Dalam siaran pers yang diterima oleh Jabar Ekspres dari Pihak yayasan yang tergabung dalam Forum Penyelamat Pendidikan Tunanetra. Forum mempertanyakan alasan menteri dalam upaya memindahkan SLB, pasalnya menurut pernyataan dari pihak Direktur Jendral Rehabilitasi Sosial, Edi Suharto bahwa alasan memilih lahan baru karena tingginya pihak yang memerlukan layanan dan calon penerima manfaat tetapi sumber daya tampung balai terbatas.

Hal itu bertolak belakang dengan fakta yang ditemui bahwa asrama tampung banyak kekosongan. Tercatat dari 13 asrama yang ada, hanya ditempati dua sampai tiga ruang asrama.

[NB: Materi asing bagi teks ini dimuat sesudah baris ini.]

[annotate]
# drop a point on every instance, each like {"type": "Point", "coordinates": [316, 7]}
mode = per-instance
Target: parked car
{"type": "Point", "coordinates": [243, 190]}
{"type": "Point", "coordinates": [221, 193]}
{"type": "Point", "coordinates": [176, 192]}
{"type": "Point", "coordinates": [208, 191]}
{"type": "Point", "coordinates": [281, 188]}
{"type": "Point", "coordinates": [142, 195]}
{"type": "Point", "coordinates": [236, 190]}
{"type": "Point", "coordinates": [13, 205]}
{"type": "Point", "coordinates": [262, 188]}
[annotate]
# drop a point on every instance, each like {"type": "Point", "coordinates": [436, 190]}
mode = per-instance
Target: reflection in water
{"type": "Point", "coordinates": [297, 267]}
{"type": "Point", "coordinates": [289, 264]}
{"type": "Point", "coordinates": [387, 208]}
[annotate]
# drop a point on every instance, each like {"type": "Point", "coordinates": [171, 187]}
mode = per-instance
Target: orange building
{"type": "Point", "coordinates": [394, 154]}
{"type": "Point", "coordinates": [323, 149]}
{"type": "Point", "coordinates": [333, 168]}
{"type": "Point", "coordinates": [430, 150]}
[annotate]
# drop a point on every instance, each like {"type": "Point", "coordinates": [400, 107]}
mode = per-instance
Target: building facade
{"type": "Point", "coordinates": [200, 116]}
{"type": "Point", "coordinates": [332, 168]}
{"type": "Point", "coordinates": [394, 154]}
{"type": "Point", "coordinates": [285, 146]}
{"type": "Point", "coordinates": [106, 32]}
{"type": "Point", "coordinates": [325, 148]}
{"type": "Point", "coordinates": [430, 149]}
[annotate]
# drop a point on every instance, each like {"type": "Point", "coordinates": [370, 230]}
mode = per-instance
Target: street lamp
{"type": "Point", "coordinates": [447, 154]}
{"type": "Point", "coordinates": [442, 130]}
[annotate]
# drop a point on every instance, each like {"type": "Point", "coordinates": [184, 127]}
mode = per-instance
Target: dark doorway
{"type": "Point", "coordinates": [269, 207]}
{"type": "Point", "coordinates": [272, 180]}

Dampak polemik ini dirasakan betul oleh para siswa penerima manfaat. Sejak dikeluarkannya surat tersebut pada pertengahan Juli 2019 bersama itu pula para siswa dipaksa keluar dari asrama Wyata Guna melalui perlakuan yang kurang baik seperti pemberhentian suplay makanan ke para siswa. Juga meminta orang tua wali untuk segera menjemput anak-anak mereka dari asrama.

Wakil Kepala Sekolah bidang Kehumasan, Tri Bagio menjelaskan asrama diperuntukkan bagi siswa yang kurang mampu, sehingga mereka bisa bersekolah dengan baik dan mendapat pelayanan yang baik, namun saat ini kondisi mereka memprihatinkan.

”Ya, asrama diperuntukkan bagi siswa yang kurang mampu. Jadi mereka diberikan fasilitas asrama untuk tinggal. Sejak surat menteri keluar mereka sudah tidak diberi pelayanan lagi, kayak makan, minum dan tidak lagi diurus. Jadi mereka kadang makan sepiring bertiga, kalau ada yang ngasih indomie mereka masak,” jelas Tri di ruang kerjanya di SLBN A, Kamis (15/8).

Menurutnya, akibat polemik ini semua siswa dan pengajar menjadi resah. Tidak hanya itu, saat ini juga sarana dan prasarana (Sapras) sekolah juga jadi tak terurus, sehingga tampak usang.